押し出した結界が砕ける。その向こうで、久世先輩が身体をずらした。風は制服の袖を揺らしただけで、背後の壁へぶつかった。
それでも、久世先輩が白鷺さんの前から離れた。
今なら届く。
白鷺さんへ向かって走る。久世先輩の前に、新たな術式が組み上がるのが見えた。私は白鷺さんの前へ結界を張り、自分の前にも一枚を重ねる。
直後、放たれた風が結界へ突き刺さった。足が床から離れ、身体が横へ流される。
床へ手をつき、すぐに顔を上げた。白鷺さんを覆う結界は残っている。それを確かめた瞬間、胸の奥に張りつめていたものが、わずかに緩んだ。
久世先輩は私ではなく、倒れた魔獣の方へ向かっていた。魔獣を囲う結界へ風を叩きつけ、一枚目に亀裂を入れ、続く一撃で二枚目も砕く。
久世先輩は魔獣の背へ左手を置いた。その手の下に、小さな術式の紋様が現れる。
変化は、すぐに起きた。
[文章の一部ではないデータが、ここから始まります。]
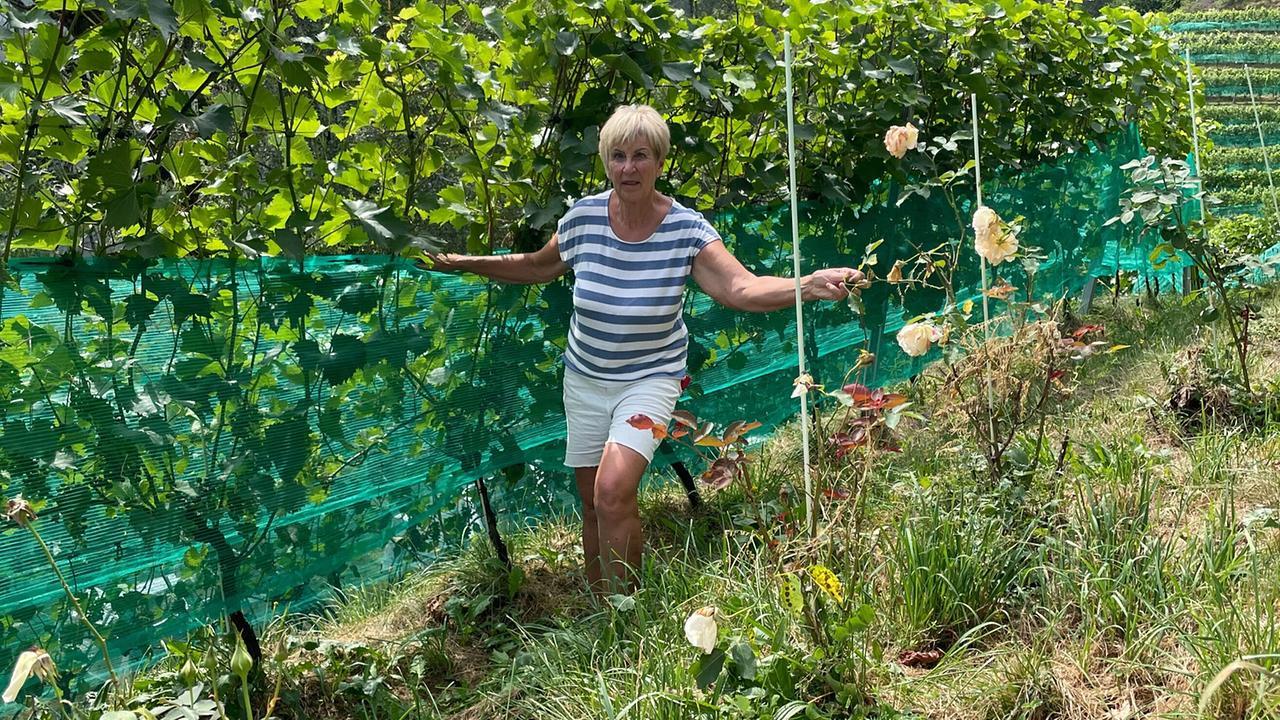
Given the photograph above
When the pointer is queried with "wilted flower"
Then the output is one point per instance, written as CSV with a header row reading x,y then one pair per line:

魔獣の唸り声が途切れ、身体から残っていた力が抜けていく。
久世先輩の姿に、目に見える変化はなかった。それでも、向けられる圧迫感だけが、先ほどまでとは比べものにならないほど強くなっていた。
「魔獣から……魔力を奪ったんですか」
久世先輩が魔獣から左手を離す。答えはなかった。
再び、久世先輩の前に風の術式が浮かぶ。形も複雑さも、先ほどまでと変わらない。
私は三枚の結界を重ねた。
放たれた風が一枚目を砕き、その勢いのまま二枚目も突き破った。三枚目へ亀裂が走り、衝撃が肩から背中へ抜けていく。
術式は同じだ。ただ、威力だけが比べものにならない。
結界を張り直そうとする。間に合わない。
次の衝撃で、残っていた結界がすべて砕けた。私は床へ倒れ、起き上がろうと腕へ力を入れる。その間にも、久世先輩は近づいてきた。
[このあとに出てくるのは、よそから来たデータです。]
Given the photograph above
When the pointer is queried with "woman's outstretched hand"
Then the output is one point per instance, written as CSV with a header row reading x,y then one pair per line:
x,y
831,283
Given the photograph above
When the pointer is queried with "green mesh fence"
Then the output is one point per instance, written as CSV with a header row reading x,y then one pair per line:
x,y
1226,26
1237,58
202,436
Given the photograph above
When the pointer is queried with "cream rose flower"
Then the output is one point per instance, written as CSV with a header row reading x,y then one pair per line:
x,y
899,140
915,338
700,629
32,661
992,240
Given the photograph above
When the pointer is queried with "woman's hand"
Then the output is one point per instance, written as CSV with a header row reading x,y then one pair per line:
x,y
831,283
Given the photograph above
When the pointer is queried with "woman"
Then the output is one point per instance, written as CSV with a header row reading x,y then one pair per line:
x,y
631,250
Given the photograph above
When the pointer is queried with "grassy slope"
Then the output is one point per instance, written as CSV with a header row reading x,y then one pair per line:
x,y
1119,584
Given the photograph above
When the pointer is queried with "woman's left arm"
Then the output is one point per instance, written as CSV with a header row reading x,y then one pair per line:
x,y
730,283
白鷺さんの前に張った結界だけは残っている。消すわけにはいかない。自分の前へ新しい結界を作ろうとしたが、集めた光は術式を形作る前に散った。
「その状態でも、まだ彼女を守るんだね」
久世先輩が私の前で足を止めた。
「随分と優しいじゃないか」
「……あなたに、言われたくありません」
久世先輩が屈み、左手で私の手首を掴んだ。触れられた場所に、先ほど魔獣の背で見たものと同じ、小さな術式の紋様が浮かび上がる。
そこから、自分の魔力が引き出されていった。
「これが……あなたのオリジナル?」
「触れた相手から魔力を奪う。それが僕のオリジナルだ」
もう私には何もできないと思っているのだろう。能力を明かすことをためらう様子すらなかった。
左手で白鷺さんから魔力を奪い、右手から魔獣へ渡していた。魔獣に残っていたものを左手で取り戻し、今度は私からも吸い上げている。
白鷺さんの前に残していた結界が揺れた。輪郭が薄くなるたび、胸の奥が冷えていく。
「離して……」
「少し借りるだけだよ」
嘘だった。久世先輩は止めるつもりがない。
腕を振りほどこうとしても、力が入らなかった。結界の輪郭がさらに薄くなっていく。自分の中の魔力が、遠くへ引き離されていくようだった。考えをまとめようとしても、途中で途切れてしまう。
白鷺さんを守らないと。
そのことだけは分かっているのに、術式の紋様を浮かび上がらせることさえできなかった。周囲の音が遠のいていく。
そのとき、手前の部屋から床板を踏む音がした。
一度。
続けて、もう一度。
久世先輩が顔を上げる。手首を掴む力が、わずかに緩んだ。
私は扉へ顔を向けた。開いた扉の向こうから、一人の男子生徒が入ってくる。魔法陣の青白い光が、その顔を照らした。
「……何で?」
なぜ桐原くんがここに?
私は誰にも行き先を伝えていない。森へ入ったことすら、知っているはずがなかった。
少し前まで、できれば顔を合わせたくないと思っていた相手。私が何年も隠してきたものを、たった数日で見抜いた人。
それなのに、その顔を見た瞬間、喉の奥に詰まっていた息が、ようやく抜けた。